Creamy Eggplant and Pepperoni Pasta Bake
I love dishes where you can add hidden vegetables. I told my family this was a baked pasta dish and they devoured it even asking for seconds. I may have omitted some of the ingredients in my description but nonetheless this is a tasty and satisfying pasta dish you can prep ahead of time and bake when you are ready to enjoy it.
Ingredients:
1 eggplant peeled and cubed
1 zucchini sliced and quartered
3 cloves garlic
2 large jars of marinara sauce
1 teaspoon dried oregano
8 ounces protein pasta
1 package mini pepperoni
1 cup part skim ricotta
2 cups shredded asiago
1 cup shredded mozzarella
1 cup grated/shredded parmesan
¼ cup chopped parsley
Directions:
- Bring a large pot of salted water to a boil. Preheat oven to 375 if eating immediately after preparing.
- Spray a nonstick pan with olive oil spray. Cook eggplant and zucchini over medium heat. Spray with olive oil spray or add 1-2 tablespoons olive oil. Sprinkle with dried oregano and add garlic while cooking. Cook for 10 minutes to soften.
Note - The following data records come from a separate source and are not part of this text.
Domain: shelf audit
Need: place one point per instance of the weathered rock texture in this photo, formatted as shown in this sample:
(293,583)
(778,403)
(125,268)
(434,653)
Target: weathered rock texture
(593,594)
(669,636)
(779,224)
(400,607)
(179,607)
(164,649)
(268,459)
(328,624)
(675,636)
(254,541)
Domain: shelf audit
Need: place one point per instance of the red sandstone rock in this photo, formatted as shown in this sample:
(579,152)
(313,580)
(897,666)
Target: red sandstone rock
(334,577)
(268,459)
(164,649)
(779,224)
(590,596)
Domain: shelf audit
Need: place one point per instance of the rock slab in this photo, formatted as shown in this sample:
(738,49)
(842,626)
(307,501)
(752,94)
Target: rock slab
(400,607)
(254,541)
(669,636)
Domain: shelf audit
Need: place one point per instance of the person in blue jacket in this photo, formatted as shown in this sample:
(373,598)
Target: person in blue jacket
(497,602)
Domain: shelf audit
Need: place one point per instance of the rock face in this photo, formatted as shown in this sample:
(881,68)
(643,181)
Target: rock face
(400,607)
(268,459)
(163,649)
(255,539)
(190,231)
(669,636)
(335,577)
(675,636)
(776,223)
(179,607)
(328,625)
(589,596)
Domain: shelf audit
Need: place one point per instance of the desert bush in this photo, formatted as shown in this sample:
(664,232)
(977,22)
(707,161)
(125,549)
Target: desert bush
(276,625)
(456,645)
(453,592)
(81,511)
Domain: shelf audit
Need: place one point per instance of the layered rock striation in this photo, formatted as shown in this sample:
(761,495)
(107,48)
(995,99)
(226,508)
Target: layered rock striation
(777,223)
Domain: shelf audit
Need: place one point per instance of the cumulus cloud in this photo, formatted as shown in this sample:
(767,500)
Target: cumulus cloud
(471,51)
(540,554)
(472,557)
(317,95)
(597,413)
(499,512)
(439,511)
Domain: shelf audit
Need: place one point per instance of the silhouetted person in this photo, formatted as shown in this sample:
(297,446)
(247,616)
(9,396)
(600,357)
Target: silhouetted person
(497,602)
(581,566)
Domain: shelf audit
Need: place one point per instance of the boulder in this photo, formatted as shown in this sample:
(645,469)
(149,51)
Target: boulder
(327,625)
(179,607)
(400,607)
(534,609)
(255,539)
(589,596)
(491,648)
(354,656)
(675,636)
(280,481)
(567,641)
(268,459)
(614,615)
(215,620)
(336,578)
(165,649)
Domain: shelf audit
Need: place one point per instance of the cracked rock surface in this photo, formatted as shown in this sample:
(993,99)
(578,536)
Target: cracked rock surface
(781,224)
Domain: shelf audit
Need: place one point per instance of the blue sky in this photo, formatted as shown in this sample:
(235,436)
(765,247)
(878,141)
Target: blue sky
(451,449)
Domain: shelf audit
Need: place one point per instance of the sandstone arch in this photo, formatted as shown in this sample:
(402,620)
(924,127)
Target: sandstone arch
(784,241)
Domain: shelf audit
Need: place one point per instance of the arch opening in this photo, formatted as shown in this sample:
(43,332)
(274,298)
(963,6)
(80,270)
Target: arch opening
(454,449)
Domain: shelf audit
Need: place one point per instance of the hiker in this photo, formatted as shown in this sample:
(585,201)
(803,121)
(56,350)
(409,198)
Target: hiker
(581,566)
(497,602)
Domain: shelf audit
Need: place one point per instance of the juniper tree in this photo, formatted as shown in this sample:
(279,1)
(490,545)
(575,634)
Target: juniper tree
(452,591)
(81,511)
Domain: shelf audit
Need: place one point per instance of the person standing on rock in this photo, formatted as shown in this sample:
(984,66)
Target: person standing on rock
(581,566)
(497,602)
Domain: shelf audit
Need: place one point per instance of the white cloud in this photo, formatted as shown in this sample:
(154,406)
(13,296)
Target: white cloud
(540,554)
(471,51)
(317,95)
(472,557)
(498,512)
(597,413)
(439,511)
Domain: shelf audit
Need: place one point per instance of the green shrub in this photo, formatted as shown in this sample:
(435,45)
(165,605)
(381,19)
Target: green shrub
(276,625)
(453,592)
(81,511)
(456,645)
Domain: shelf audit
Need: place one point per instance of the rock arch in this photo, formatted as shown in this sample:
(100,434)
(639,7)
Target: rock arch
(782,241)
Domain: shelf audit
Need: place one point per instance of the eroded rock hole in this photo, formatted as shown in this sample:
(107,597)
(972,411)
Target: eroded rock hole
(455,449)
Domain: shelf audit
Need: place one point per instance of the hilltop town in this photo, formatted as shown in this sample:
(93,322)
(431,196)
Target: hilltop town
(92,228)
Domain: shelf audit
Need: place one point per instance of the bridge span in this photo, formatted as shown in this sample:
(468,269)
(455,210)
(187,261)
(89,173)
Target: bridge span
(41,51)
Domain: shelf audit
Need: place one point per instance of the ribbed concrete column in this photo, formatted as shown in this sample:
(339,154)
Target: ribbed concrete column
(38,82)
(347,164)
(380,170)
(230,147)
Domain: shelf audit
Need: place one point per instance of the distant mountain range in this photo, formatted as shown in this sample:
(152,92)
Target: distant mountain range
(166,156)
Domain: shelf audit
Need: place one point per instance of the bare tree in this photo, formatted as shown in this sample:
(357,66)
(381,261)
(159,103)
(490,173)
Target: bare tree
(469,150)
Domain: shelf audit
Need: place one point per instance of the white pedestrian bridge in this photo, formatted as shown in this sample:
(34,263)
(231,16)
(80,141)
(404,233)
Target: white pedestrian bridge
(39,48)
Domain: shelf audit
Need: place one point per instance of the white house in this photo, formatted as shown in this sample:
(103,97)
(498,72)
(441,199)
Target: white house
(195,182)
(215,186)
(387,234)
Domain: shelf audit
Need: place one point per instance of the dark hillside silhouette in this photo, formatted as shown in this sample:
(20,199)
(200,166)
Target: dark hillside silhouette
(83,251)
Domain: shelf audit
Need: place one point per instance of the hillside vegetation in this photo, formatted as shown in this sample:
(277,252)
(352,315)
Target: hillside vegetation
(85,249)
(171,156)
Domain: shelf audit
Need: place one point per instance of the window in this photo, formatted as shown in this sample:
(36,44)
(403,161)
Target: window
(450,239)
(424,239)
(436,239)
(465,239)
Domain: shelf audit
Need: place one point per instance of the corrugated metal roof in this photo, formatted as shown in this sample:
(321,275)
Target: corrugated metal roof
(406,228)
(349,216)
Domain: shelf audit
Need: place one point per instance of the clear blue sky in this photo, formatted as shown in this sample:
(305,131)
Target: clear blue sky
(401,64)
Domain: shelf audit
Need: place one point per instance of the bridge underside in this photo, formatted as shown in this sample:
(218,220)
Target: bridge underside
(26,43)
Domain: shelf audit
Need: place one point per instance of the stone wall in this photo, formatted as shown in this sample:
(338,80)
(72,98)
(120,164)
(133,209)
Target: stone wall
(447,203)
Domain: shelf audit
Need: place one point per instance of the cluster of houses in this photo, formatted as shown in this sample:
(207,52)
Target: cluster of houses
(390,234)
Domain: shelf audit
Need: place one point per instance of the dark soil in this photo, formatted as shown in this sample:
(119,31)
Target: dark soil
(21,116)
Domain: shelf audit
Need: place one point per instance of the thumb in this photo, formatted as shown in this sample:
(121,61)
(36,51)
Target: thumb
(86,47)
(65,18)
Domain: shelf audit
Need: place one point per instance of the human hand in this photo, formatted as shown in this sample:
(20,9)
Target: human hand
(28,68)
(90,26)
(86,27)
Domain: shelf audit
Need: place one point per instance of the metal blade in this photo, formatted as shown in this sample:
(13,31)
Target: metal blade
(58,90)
- Cook pasta according to package directions. Drain.
- Add marinara sauce and pasta to the eggplant mixture. Mix well.
- Fold in the parsley, pepperoni, and ricotta. Then fold in 1 cup of the shredded asiago and mozzarella.
- Transfer to 9×13 dish.
- Top with remaining cup of asiago and parmesan.
- Bake for 20-30 minutes until cheese melts.
- If prepping in advance spray a large sheet of aluminum foil with olive oil spray and cover. Bake for 30 minutes covered. Remove cover and bake for 15 more minutes. I like the cheese lightly browned, so I often broil on high for an additional 5 minutes.
- Let sit for 5 minutes before serving.